A Jewish socialist just won New Hampshire by 20 points. After the election of an African-American with the middle name Hussein, it may be difficult to get especially excited about Bernie Sanders becoming the first Jew to win a presidential primary. After all, we did already have a Jewish vice-presidential nominee — albeit one most progressives are anxious to forget.

But Sanders’s victory is a remarkable triumph for a certain strain of American Jewish political thought. When asked about his spirituality at last week’s Democratic debate, the Vermont senator replied, “My spirituality is that we are all in this together and that when children go hungry, when veterans sleep out on the street, it impacts me.”

Sanders’s Judaism is the socialist, universalist sort that was conceived through centuries of Talmudic scholarship, incubated in sweatshop factories in New York and Chicago, and brought to life in the great labor struggles of the early 20th century. Ironically, it was precisely this tradition that once made the prospect of a Jewish president utterly unthinkable.

A 1948 survey by the American Jewish Committee found nearly half of Americans associated Jews with Soviet spying, while 21 percent believed that “most Jews are Communists.” Of the 124 people questioned by Joseph McCarthy’s Senate Committee on Homeland Security and Governmental Affairs in 1952, 79 were Jews, according to a 2008 study by historian Aviva Weingarten.

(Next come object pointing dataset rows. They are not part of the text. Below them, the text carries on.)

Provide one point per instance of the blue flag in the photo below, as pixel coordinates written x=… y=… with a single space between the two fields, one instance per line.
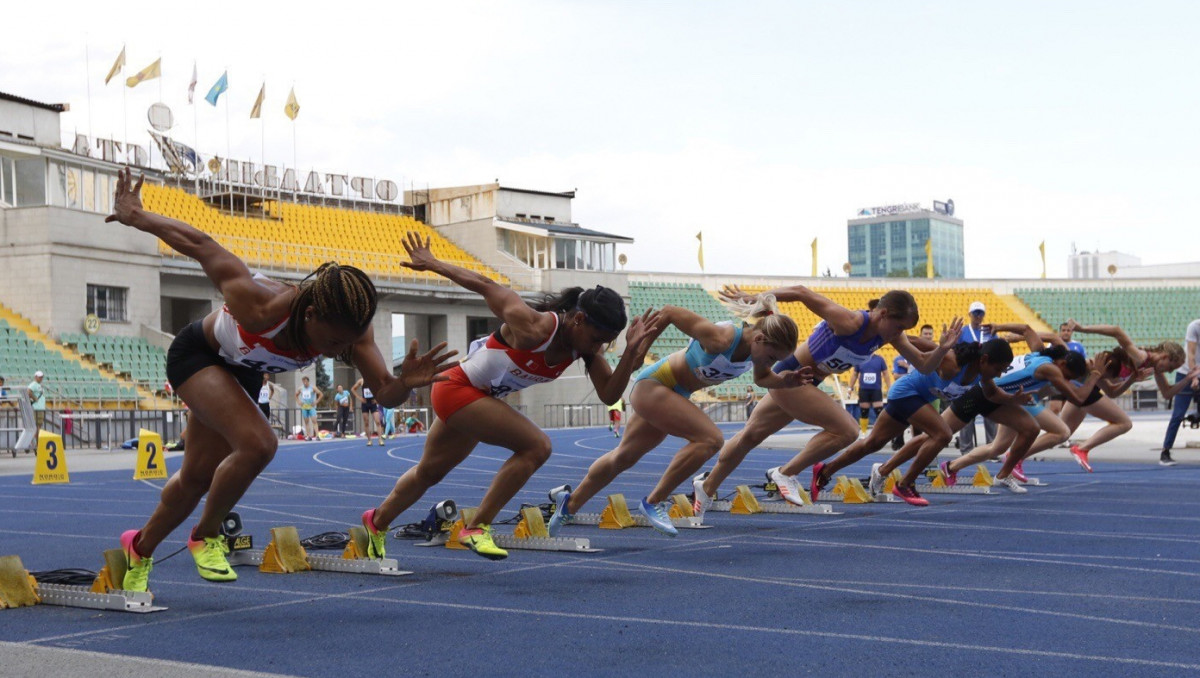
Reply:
x=219 y=89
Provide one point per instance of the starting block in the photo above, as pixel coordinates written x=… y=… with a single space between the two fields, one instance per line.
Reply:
x=937 y=484
x=745 y=503
x=19 y=589
x=531 y=534
x=616 y=515
x=285 y=555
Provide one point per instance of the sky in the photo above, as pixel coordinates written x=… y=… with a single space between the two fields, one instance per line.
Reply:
x=762 y=125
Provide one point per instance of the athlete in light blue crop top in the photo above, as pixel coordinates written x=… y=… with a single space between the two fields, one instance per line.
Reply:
x=911 y=401
x=840 y=341
x=660 y=403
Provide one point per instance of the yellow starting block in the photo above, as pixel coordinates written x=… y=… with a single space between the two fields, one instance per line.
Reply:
x=286 y=555
x=616 y=515
x=745 y=503
x=18 y=588
x=531 y=534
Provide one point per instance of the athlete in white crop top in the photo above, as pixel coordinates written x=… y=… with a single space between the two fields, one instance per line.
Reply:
x=214 y=365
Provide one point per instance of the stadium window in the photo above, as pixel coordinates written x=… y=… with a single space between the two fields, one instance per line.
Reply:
x=108 y=303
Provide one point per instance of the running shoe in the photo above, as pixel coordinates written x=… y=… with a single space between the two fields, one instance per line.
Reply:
x=789 y=487
x=1080 y=455
x=377 y=539
x=1011 y=484
x=702 y=502
x=952 y=477
x=137 y=568
x=659 y=516
x=561 y=516
x=210 y=558
x=875 y=484
x=909 y=493
x=479 y=539
x=817 y=484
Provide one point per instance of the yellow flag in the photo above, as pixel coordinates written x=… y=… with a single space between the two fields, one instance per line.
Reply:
x=117 y=66
x=292 y=108
x=148 y=73
x=257 y=112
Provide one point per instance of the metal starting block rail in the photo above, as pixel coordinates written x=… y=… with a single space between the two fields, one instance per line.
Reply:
x=531 y=534
x=19 y=589
x=285 y=555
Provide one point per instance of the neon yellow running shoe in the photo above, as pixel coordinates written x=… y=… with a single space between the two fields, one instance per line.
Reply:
x=137 y=568
x=210 y=558
x=479 y=540
x=377 y=539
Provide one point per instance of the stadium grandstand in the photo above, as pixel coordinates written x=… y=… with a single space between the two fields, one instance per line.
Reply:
x=95 y=306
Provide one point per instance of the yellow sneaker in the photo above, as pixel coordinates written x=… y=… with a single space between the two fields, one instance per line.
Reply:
x=479 y=540
x=210 y=558
x=377 y=539
x=137 y=568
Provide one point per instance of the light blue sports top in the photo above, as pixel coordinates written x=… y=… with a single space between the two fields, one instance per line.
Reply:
x=837 y=354
x=931 y=387
x=714 y=369
x=1020 y=373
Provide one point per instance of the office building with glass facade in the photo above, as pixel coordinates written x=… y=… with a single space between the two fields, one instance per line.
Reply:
x=885 y=241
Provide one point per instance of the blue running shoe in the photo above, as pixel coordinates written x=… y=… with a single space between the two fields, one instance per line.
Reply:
x=659 y=516
x=561 y=516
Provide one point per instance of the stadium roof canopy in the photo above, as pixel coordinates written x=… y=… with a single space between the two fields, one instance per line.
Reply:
x=54 y=107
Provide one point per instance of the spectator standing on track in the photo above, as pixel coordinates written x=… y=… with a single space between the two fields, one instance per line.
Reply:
x=1191 y=393
x=37 y=397
x=977 y=333
x=345 y=406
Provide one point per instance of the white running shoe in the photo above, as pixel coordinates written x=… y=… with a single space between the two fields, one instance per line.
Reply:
x=789 y=487
x=1011 y=484
x=875 y=485
x=702 y=502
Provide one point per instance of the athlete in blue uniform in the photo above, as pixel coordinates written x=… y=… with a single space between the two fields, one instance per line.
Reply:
x=660 y=405
x=911 y=401
x=840 y=341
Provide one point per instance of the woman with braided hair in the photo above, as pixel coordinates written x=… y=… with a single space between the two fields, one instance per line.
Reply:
x=216 y=364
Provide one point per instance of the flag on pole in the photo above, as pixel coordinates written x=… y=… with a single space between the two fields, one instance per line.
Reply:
x=117 y=66
x=219 y=88
x=292 y=108
x=191 y=85
x=148 y=73
x=257 y=111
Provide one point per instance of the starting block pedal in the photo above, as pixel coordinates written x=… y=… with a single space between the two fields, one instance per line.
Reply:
x=19 y=589
x=285 y=555
x=745 y=503
x=937 y=484
x=616 y=515
x=531 y=534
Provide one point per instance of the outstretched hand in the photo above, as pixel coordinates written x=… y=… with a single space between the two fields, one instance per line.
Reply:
x=419 y=371
x=421 y=257
x=642 y=333
x=126 y=198
x=951 y=334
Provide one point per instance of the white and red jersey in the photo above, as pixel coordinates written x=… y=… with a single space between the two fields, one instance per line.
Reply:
x=498 y=370
x=257 y=352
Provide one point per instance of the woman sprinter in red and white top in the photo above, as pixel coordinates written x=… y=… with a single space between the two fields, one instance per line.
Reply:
x=535 y=345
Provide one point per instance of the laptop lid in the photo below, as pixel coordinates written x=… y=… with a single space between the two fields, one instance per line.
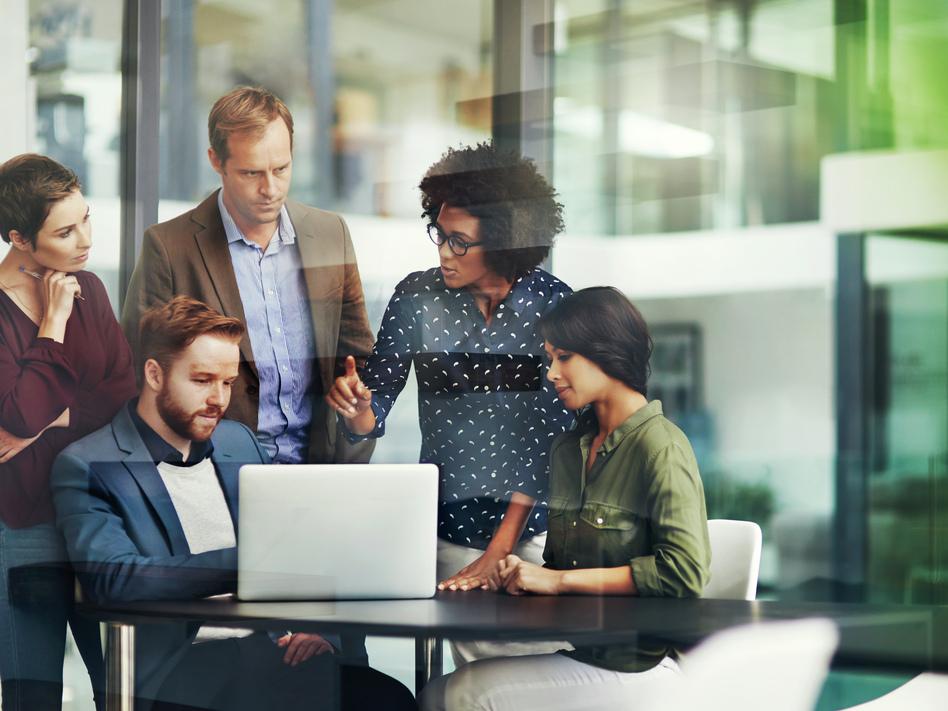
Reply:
x=337 y=531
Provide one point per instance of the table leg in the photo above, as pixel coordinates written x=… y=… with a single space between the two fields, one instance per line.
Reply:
x=119 y=667
x=427 y=661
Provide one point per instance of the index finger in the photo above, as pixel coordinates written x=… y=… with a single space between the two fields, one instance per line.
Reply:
x=350 y=366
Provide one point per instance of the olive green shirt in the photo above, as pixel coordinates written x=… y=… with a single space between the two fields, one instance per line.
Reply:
x=641 y=505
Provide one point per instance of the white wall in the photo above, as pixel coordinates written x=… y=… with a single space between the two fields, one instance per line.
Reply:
x=14 y=80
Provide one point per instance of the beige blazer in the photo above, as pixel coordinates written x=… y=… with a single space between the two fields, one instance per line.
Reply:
x=189 y=255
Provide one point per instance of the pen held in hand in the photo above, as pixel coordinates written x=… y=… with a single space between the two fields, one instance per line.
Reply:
x=37 y=275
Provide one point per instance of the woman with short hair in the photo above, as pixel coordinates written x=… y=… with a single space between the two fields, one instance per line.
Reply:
x=627 y=517
x=65 y=370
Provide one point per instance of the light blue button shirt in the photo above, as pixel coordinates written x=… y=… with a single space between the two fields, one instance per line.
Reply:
x=276 y=305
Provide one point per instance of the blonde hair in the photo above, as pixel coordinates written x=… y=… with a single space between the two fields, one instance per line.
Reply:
x=245 y=109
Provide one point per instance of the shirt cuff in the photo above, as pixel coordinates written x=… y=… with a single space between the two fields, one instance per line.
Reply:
x=356 y=438
x=645 y=576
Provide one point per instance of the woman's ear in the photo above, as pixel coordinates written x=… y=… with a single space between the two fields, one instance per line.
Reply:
x=19 y=241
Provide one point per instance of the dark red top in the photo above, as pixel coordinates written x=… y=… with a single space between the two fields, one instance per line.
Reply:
x=91 y=373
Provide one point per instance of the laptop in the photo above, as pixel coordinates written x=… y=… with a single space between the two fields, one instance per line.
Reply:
x=337 y=531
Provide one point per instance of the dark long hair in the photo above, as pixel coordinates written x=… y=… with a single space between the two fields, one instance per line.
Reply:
x=602 y=325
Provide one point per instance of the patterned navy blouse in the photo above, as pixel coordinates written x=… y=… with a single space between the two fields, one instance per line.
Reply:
x=487 y=412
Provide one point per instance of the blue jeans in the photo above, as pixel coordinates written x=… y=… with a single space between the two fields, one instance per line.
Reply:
x=36 y=603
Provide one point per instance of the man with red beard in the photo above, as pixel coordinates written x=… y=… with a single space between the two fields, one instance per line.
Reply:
x=148 y=508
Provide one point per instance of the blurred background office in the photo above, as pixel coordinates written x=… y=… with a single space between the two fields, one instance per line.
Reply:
x=766 y=179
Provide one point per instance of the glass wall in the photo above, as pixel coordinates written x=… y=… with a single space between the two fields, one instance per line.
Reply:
x=688 y=146
x=75 y=84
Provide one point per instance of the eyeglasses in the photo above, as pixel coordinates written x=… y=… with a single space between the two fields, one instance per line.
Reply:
x=457 y=245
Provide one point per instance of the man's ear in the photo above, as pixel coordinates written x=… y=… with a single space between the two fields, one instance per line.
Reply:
x=19 y=241
x=154 y=374
x=215 y=161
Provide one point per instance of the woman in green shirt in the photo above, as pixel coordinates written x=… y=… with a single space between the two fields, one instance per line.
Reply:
x=627 y=517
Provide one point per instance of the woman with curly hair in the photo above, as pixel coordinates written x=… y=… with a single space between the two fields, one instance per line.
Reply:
x=486 y=412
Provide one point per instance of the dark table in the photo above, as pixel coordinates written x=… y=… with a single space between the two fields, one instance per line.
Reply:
x=893 y=637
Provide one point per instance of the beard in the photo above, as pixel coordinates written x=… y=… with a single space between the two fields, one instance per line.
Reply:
x=186 y=424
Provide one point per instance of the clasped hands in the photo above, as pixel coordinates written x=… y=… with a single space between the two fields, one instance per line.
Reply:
x=510 y=574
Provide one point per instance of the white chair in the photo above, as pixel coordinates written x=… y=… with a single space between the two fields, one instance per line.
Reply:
x=926 y=692
x=771 y=666
x=735 y=559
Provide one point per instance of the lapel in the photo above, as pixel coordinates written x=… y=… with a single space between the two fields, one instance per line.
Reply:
x=323 y=269
x=227 y=471
x=212 y=245
x=140 y=465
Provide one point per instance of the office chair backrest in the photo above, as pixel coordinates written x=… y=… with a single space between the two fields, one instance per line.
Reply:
x=770 y=666
x=735 y=559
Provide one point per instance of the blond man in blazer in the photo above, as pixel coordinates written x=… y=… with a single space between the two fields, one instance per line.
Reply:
x=285 y=269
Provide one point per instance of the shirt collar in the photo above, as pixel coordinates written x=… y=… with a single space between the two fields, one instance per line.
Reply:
x=160 y=450
x=520 y=296
x=286 y=233
x=631 y=424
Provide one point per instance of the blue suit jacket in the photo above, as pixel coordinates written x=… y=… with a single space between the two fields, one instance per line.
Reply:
x=125 y=539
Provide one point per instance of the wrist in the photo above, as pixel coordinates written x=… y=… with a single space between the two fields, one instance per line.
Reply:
x=499 y=548
x=363 y=423
x=563 y=582
x=52 y=326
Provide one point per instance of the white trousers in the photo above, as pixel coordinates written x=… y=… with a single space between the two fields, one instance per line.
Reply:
x=451 y=558
x=549 y=682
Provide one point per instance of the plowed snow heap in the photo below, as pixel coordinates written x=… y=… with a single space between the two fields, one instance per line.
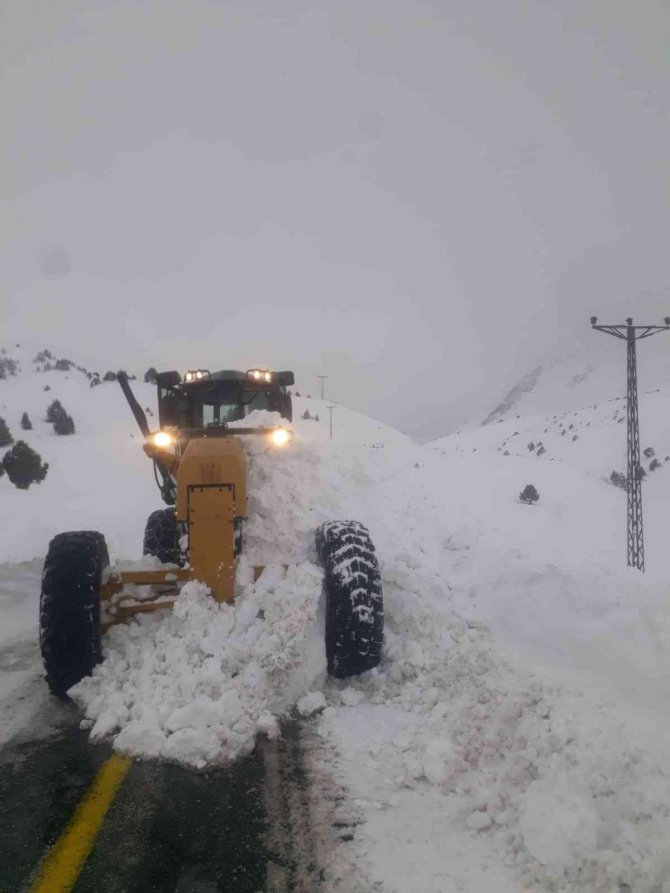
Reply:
x=200 y=467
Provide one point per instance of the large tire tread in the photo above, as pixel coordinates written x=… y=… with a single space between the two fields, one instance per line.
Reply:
x=161 y=537
x=70 y=608
x=354 y=600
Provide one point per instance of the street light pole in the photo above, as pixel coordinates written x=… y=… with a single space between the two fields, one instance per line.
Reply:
x=631 y=334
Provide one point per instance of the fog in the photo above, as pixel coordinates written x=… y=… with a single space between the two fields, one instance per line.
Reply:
x=418 y=199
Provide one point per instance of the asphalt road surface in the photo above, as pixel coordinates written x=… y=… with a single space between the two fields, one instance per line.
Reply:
x=161 y=828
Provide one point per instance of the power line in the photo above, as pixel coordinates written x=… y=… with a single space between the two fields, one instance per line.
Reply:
x=631 y=334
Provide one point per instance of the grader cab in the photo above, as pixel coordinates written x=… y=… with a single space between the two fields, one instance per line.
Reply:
x=200 y=464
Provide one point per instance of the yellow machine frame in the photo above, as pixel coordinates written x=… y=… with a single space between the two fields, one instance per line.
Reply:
x=211 y=480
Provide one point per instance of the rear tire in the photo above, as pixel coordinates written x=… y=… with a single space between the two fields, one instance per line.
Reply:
x=161 y=537
x=354 y=601
x=70 y=608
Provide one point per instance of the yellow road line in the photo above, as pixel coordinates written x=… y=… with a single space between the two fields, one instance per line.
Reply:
x=64 y=861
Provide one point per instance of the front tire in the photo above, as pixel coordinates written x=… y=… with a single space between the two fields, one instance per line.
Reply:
x=354 y=601
x=161 y=537
x=70 y=608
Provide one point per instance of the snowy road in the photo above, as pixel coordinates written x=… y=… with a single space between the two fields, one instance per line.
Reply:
x=245 y=828
x=265 y=822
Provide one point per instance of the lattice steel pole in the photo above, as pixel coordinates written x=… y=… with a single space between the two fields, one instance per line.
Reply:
x=631 y=333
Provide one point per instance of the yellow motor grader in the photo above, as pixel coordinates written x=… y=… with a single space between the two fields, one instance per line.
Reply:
x=200 y=465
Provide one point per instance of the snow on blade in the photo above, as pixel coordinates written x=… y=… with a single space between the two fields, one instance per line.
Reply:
x=195 y=686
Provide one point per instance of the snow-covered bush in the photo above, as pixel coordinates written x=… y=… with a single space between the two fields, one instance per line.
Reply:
x=5 y=435
x=64 y=424
x=529 y=494
x=54 y=410
x=24 y=466
x=8 y=367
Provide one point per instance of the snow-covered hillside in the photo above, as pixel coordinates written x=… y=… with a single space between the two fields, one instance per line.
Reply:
x=583 y=377
x=99 y=478
x=515 y=735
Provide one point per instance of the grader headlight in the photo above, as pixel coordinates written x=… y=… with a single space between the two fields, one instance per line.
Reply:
x=260 y=375
x=162 y=439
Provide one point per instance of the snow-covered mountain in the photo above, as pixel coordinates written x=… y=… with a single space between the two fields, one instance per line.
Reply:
x=515 y=734
x=583 y=377
x=99 y=478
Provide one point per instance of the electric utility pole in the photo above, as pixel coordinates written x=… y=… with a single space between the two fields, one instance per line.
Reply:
x=331 y=407
x=631 y=334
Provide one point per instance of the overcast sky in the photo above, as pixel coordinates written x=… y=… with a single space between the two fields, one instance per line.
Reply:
x=419 y=199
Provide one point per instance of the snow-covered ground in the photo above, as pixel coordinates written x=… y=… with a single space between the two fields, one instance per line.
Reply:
x=515 y=736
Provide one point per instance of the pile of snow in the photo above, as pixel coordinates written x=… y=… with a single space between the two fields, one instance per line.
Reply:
x=570 y=788
x=197 y=685
x=516 y=731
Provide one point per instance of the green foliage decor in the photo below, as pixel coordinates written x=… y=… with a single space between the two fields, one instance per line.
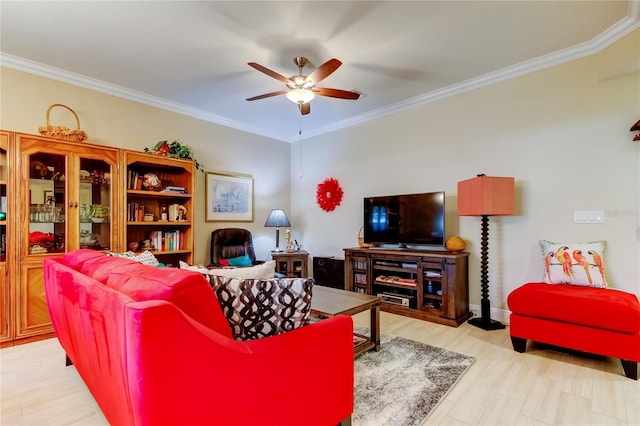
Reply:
x=175 y=149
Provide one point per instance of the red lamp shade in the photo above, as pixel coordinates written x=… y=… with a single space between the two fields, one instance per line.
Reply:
x=486 y=195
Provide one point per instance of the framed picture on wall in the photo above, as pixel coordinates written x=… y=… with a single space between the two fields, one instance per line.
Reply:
x=229 y=197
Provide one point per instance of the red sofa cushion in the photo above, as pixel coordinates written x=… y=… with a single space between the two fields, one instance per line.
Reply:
x=77 y=258
x=605 y=308
x=189 y=291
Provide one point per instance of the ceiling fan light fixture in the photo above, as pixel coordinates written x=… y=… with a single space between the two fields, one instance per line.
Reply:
x=300 y=96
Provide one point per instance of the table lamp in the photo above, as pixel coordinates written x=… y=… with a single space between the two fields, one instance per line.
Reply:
x=486 y=196
x=277 y=219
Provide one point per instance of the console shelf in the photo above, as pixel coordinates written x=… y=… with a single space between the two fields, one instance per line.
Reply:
x=429 y=285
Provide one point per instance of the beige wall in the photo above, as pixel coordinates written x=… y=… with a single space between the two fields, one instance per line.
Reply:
x=118 y=122
x=563 y=133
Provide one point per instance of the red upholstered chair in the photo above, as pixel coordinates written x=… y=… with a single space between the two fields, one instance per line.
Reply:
x=602 y=321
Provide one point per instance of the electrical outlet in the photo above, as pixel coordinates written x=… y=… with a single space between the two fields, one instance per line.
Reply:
x=588 y=216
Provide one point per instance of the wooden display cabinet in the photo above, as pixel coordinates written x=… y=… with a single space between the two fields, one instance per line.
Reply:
x=170 y=240
x=66 y=201
x=5 y=239
x=429 y=285
x=292 y=265
x=63 y=196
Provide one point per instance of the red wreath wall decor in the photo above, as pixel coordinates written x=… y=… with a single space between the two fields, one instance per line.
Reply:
x=329 y=194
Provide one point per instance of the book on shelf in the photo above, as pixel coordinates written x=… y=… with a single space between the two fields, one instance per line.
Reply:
x=167 y=240
x=176 y=189
x=396 y=280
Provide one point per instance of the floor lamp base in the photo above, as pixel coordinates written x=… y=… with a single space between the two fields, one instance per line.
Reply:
x=486 y=324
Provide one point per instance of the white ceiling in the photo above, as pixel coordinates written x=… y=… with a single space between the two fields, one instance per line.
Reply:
x=191 y=57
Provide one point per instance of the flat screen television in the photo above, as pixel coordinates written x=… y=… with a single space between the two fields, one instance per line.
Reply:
x=410 y=219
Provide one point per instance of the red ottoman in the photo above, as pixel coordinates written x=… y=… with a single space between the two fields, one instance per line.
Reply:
x=602 y=321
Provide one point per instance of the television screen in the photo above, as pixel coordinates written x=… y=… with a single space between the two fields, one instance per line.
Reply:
x=416 y=219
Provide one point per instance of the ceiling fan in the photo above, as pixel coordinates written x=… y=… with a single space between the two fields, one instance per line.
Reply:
x=301 y=89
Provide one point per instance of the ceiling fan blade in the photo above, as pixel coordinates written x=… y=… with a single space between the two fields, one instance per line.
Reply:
x=336 y=93
x=304 y=108
x=269 y=72
x=268 y=95
x=323 y=71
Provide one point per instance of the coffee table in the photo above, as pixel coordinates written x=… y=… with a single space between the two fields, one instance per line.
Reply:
x=328 y=302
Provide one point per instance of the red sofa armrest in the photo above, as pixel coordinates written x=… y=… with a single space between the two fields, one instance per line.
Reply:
x=186 y=373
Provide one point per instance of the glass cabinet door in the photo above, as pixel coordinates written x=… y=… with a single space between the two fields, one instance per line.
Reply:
x=70 y=200
x=95 y=209
x=47 y=195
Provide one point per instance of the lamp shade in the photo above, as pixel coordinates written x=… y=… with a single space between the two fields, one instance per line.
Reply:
x=277 y=219
x=486 y=195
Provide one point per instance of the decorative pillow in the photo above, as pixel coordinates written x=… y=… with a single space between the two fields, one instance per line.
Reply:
x=262 y=308
x=574 y=263
x=265 y=270
x=242 y=261
x=146 y=257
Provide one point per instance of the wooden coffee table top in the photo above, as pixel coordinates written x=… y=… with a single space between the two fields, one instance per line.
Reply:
x=327 y=301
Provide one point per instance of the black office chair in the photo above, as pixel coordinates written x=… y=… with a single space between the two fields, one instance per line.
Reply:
x=227 y=243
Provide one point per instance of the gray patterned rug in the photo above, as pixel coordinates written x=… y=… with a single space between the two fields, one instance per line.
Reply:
x=404 y=381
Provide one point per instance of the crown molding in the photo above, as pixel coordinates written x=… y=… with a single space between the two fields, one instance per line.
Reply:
x=622 y=28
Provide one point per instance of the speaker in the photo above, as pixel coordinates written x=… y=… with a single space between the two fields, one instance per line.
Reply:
x=329 y=272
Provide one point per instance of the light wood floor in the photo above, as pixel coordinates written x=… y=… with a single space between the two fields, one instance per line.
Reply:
x=541 y=387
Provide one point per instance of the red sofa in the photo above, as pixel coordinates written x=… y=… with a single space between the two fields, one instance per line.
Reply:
x=601 y=321
x=154 y=348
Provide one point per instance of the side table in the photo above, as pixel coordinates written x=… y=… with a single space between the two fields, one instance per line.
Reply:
x=292 y=265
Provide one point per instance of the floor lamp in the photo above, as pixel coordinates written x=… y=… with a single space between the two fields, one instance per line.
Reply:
x=277 y=219
x=486 y=196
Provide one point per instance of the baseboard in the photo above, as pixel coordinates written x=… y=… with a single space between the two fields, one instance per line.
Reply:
x=501 y=315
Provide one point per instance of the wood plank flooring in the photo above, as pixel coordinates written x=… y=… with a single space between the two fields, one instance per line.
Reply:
x=544 y=386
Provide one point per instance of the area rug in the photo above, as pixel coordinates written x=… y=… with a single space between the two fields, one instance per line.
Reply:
x=404 y=381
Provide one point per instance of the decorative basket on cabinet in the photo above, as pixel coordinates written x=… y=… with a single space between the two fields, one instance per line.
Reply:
x=62 y=132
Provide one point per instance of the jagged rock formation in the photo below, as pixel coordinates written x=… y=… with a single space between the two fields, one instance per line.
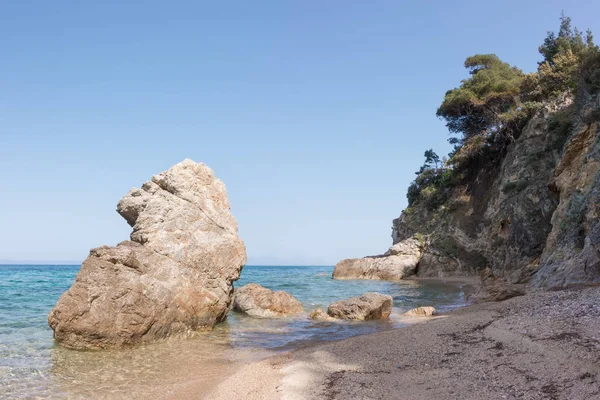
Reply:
x=533 y=217
x=362 y=308
x=258 y=301
x=399 y=261
x=175 y=275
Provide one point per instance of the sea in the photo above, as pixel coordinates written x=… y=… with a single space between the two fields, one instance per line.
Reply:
x=33 y=366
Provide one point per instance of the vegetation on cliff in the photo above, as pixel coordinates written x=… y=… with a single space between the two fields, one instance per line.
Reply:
x=520 y=192
x=489 y=110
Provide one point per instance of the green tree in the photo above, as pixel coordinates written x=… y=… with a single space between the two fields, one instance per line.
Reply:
x=482 y=103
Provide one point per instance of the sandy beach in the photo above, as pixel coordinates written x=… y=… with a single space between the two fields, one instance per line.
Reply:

For most of the 20th century, Jewish socialists had to turn right to gain acceptance in American public life. In 2016, American politics is turning left to gain the acceptance of a Jewish socialist.

In her concession speech, Hillary Clinton pledged that she would never allow Wall Street to threaten Main Street again. “When I tell you that no bank can be too big to fail and no executive too powerful to jail, you can count on it,” the former secretary of State exclaimed. She went on to decry the debts and “stacked deck” that keep working people from flourishing in America. It’s possible that Clinton would have employed such forthright economic populism had there been no Jewish socialist in the race. But it’s doubtful.

Together, we have sent the message that will echo from Wall Street to Washington,” Sanders shouted through his hoarse Brooklyn accent into the New Hampshire night. “And that is: The government of our great country belongs to all of the people.”

Tonight, New Hampshire belongs to a Jewish pinko.